"Menurut saya, itu bukan masalah apa yang harus diketahui (calon pimpinan) KPK kan. Kami ini kan bukan tim TGPF ya," kata Yenti kepada wartawan, Senin (29/7/2019).
Meski demikian, pansel tidak serta merta langsung menolak usulan itu. Menurut Yenti, setiap usulan dari masyarakat akan tetap didiskusikan dan dipertimbangkan terlebih dahulu.
Yenti juga mengingatkan bahwa usulan yang diberikan bukan berarti mendikte pansel. Publik juga harus mengerti bahwa ada batas antara usulan dan mendikte.

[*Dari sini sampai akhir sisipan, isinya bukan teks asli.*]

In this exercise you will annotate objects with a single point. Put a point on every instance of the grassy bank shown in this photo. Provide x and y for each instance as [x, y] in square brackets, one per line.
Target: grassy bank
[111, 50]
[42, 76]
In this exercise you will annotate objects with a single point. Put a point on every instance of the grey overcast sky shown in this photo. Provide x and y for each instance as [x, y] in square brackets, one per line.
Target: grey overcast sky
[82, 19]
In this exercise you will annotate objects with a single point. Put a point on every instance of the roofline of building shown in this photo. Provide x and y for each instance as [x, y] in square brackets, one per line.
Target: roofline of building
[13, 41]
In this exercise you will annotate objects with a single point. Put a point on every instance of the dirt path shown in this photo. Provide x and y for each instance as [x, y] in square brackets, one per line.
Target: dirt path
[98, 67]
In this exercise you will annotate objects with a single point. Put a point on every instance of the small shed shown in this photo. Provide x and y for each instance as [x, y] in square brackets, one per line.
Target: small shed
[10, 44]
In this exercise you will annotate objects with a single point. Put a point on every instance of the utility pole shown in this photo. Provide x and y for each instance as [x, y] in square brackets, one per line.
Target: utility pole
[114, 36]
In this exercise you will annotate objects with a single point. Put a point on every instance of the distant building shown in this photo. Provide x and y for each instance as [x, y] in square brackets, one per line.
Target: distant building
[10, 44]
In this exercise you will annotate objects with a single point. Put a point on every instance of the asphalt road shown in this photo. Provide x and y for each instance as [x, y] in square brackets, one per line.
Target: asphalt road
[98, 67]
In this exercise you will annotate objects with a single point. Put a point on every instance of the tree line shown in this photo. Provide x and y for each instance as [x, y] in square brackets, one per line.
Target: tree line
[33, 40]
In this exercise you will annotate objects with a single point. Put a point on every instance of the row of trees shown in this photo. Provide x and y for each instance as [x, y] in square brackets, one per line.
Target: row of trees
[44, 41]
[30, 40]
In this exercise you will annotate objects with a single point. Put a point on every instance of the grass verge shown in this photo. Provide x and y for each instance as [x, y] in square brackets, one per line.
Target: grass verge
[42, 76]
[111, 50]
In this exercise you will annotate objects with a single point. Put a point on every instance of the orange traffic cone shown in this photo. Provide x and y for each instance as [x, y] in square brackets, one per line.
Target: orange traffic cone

"Apa yang disampaikan (diusulkan) itu juga kami pertimbangkan dan dilihat aturan undang-undang dan hukum yang berlaku sebagai acuan," kata Yenti.
Anggota pansel, lanjut Yenti, bukan orang awam dalam seleksi capim KPK. Ia meminta publik mempercayai pansel dalam memilih para calon pimpinan lembaga antirasuah empat tahun ke depan tersebut.
Sebelumnya, koalisi masyarakat sipil antikorupsi mengusulkan kasus penyiraman air keras yang menimpa penyidik Komisi KPK Novel Baswedan menjadi salah satu materi pembahasan dalam seleksi lanjutan calon pimpinan KPK.
Anggota koalisi sekaligus peneliti Indonesia Corruption Watch (ICW) Kurnia Ramadhana mengatakan, cara pandang calon pimpinan terhadap kasus ini bisa ditarik ke persoalan perlindungan terhadap jajaran KPK.
"Menjadi menarik jika bisa ditanyakan bagaimana mereka melihat persoalan Novel. D jawaban mereka kita bisa melihat apakah yang bersangkutan benar-benar mempunyai visi terkait perlindungan pejuang antikorupsi, dalam hal ini pegawai KPK itu sendiri," ujar Kurnia.